The valuation gaps due to lack of information could change as managements talk about expansion, cost reduction strategies and provide regular quarterly updates.

While the investments in this scheme will overlap with the fund's Energy Opportunities and Financial Services funds, the management believes that the scheme is more diversified with exposure to energy, financials and utilities.

Since these sectors are some of the fastest growing and at the core of India's growth story, the growth risk according to the fund house is mitigated. However, the investor has a choice in the form of Religare PSU Equity Fund which was launched two months ago. Since returns could depend on positive news flow, invest only if you can stomach short-term volatility and have a longer investment horizon.

Axis Equity Fund

This is the first equity fund from Axis Mutual Fund which is promoted by Axis Bank. While the product is no different than the over 200-odd diversified equity funds, the fund house says that the focus would not just be to beat the benchmark (Nifty) in terms of absolute returns but also score higher on the risk-adjusted returns parameter.

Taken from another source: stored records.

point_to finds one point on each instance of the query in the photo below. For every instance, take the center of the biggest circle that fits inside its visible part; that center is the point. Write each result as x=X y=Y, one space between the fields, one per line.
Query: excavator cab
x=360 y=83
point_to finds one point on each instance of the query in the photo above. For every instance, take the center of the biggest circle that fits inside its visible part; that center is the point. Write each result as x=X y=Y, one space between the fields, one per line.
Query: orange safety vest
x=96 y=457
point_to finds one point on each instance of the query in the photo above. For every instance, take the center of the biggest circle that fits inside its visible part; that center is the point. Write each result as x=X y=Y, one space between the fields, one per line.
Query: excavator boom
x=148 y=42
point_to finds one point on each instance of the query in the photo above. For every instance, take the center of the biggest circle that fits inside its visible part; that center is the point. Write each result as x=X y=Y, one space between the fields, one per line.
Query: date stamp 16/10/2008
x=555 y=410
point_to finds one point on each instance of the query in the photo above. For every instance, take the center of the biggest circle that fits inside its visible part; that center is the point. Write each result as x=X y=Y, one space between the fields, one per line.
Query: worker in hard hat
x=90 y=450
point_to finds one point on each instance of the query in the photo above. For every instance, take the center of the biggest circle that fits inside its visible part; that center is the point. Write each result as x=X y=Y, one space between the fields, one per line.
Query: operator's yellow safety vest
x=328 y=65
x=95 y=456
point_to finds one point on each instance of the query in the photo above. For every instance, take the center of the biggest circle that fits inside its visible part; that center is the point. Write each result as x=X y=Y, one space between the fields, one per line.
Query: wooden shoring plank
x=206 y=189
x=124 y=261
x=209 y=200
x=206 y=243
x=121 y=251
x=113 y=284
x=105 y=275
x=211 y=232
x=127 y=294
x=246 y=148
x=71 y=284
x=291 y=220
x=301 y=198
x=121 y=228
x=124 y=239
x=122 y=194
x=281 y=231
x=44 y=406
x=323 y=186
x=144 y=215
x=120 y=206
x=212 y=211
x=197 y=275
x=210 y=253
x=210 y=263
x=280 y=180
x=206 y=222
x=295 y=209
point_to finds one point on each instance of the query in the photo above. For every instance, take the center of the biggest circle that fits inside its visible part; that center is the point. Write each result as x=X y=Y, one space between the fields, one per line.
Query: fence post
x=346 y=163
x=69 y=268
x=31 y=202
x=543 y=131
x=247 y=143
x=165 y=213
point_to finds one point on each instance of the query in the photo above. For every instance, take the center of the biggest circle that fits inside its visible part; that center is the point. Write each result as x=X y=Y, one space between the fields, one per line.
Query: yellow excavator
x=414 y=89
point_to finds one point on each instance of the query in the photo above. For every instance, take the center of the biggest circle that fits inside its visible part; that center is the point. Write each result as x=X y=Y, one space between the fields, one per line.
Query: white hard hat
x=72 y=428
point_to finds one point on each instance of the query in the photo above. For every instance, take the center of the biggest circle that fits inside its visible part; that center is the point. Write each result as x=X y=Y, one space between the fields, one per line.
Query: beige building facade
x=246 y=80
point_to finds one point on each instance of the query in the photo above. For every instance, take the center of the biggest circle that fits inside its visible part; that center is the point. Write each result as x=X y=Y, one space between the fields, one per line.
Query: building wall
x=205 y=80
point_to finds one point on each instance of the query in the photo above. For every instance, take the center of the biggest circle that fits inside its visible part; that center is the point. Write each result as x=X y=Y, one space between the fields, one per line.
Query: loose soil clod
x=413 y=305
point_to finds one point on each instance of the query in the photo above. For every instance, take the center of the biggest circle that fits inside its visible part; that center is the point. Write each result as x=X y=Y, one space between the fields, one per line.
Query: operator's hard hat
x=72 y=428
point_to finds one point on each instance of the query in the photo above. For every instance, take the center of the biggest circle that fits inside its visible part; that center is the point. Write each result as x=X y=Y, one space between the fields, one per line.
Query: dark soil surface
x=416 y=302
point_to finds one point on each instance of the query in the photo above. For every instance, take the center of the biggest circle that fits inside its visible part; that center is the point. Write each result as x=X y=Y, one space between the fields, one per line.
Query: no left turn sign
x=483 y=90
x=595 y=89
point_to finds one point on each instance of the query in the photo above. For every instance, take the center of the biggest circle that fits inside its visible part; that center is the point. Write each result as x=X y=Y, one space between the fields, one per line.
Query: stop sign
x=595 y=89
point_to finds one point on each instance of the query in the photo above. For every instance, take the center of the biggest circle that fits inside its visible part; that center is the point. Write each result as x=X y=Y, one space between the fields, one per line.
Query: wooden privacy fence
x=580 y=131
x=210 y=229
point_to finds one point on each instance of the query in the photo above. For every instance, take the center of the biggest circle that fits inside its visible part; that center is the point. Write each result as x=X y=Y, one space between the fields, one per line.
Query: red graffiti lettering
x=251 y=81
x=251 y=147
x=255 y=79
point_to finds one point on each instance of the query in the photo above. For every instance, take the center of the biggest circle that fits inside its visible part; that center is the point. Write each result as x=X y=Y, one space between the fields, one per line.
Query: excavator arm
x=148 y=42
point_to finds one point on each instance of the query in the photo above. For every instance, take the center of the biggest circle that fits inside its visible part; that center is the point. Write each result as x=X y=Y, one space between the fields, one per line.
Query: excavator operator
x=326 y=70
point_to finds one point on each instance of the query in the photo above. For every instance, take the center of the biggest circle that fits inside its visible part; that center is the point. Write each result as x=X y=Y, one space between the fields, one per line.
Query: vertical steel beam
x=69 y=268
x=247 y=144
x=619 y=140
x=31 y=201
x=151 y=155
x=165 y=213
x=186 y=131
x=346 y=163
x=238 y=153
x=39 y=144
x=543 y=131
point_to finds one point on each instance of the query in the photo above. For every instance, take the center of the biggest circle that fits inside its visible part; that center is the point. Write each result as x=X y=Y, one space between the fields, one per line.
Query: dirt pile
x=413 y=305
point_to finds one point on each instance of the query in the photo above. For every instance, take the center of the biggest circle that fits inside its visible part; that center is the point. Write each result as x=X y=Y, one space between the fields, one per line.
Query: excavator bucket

The company seeks to control the risk by looking at quality companies which can deliver sustainable growth and are run by credible managements. The company is focussing on internal research rather than sell-side research and fair value methodology to buy stocks.

It would follow a bottom-up approach to choose its basket of 35-40 scrips, entirely comprising midcaps and large caps. The bias towards bigger cap companies is to take care of the liquidity and volatility risk.

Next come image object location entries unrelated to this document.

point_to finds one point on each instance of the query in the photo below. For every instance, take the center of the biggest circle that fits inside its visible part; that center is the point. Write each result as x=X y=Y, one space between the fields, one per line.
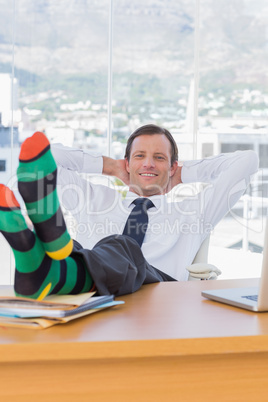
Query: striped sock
x=37 y=176
x=35 y=270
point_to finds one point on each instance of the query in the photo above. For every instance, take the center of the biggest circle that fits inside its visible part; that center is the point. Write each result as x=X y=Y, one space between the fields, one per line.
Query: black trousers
x=117 y=265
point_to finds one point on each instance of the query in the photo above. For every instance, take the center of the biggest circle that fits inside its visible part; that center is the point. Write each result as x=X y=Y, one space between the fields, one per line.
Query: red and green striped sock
x=35 y=270
x=37 y=176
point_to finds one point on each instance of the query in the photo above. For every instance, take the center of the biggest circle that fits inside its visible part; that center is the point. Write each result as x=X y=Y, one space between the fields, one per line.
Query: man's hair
x=152 y=129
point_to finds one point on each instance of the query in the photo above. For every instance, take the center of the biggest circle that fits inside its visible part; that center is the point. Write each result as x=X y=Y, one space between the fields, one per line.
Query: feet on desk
x=37 y=175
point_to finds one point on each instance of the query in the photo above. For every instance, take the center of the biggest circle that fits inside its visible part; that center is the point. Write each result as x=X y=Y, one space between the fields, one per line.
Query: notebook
x=254 y=298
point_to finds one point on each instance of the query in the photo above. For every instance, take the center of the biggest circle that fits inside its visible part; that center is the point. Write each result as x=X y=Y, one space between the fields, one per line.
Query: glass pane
x=233 y=110
x=152 y=69
x=7 y=131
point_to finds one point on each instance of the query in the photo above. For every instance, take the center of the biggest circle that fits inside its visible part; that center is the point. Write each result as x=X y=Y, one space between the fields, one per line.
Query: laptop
x=254 y=298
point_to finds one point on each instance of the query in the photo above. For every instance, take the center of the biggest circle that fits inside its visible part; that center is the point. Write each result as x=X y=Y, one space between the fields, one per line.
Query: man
x=115 y=262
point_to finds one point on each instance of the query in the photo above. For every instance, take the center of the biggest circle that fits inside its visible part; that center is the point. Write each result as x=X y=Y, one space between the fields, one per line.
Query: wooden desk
x=166 y=343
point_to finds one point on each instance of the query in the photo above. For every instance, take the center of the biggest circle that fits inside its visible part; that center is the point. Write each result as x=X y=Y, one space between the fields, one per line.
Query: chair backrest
x=202 y=254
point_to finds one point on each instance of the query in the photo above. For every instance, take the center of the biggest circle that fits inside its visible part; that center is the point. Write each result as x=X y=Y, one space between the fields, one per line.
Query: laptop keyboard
x=253 y=297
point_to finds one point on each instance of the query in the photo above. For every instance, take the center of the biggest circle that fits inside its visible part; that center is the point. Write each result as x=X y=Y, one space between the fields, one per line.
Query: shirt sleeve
x=81 y=161
x=227 y=175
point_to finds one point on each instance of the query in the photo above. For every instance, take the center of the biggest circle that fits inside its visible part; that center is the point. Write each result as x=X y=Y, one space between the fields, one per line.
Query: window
x=2 y=165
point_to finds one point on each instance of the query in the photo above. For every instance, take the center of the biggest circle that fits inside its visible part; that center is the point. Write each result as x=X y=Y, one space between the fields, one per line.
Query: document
x=30 y=313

The fund is run by Chandresh Nigam who has been a fund manager with Prudential ICICI AMC and has 18 years of experience in the equity market. The fund has tied up with 11 banks (in addition to its 930 branches) for distribution and will offer an Easy Call facility where customers can transact through the phone.

The conservative strategy of the fund indicates that the company wants to limit its risk and this could mean that it might not take aggressive bets. With very little to separate from other diversified funds a period of performance could be a good starting point before you commit to the fund.

Fidelity India Value Fund

The fund house is positioning its fifth equity diversified fund as a value fund which will predominantly invest in securities that are trading at significant discounts to their 'intrinsic value'.

The fund house which has launched an equity fund after a gap of two years will look at valuation parameters such a price to earnings, price to book value, return on capital, PEG ratios and cash flows among other parameters to arrive at a fair value.

It will commit investments when it finds large anomalies in the fair value and the market price. The fund house says that its proprietary research, understanding of the business and third party checks give it an information advantage over competition.

Despite the markets running up substantially, the fund house is confident of fishing out a portfolio of 30 stocks which are undervalued from its overall basket of 600 scrips.

Analysts say that while the value concept is not new and there are products available in the market, the company has expertise in this area and is looking to fill the gap in its offerings through this scheme.

The fund will be run by Nitin Bajaj who has been managing the Special Situations Fund for Fidelity over the last six months.

Have a minimum two-year perspective with a medium risk appetite if you want to invest here.